Al Jazeera :
The latest search for Malaysia Airlines flight MH370 has been suspended as it is “not the season”, according to the country’s transport minister, more than a decade after the plane went missing.
“They have stopped the operation for the time being, they will resume the search at the end of this year,” Anthony Loke said in a voice recording sent to the AFP news agency on Thursday. “Right now, it’s not the season.”
Flight MH370, a Boeing 777, was carrying 227 passengers and 12 crew members when it vanished en route to Beijing from Kuala Lumpur in 2014 in one of the world’s greatest aviation mysteries.
The decision came a couple of weeks after authorities said the search for the missing flight had resumed, following earlier failed attempts that covered vast swaths of the Indian Ocean.
An initial Australia-led search covered 120,000sq km (46,300sq miles) in the ocean over three years, but hardly found any trace of the plane other than a few pieces of debris.

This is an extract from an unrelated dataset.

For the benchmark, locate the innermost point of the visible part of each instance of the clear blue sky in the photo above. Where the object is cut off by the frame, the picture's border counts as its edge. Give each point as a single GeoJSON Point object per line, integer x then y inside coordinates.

Maritime exploration firm Ocean Infinity, based in the United Kingdom and the United States, led an unsuccessful hunt in 2018, before agreeing to launch a new search this year.
Last month, Ocean Infinity resumed the search for the wreckage of the missing flight.
Its most recent mission was conducted on the same “no find, no fee” principle as its previous search, with the Malaysian government paying out only if the firm finds the aircraft.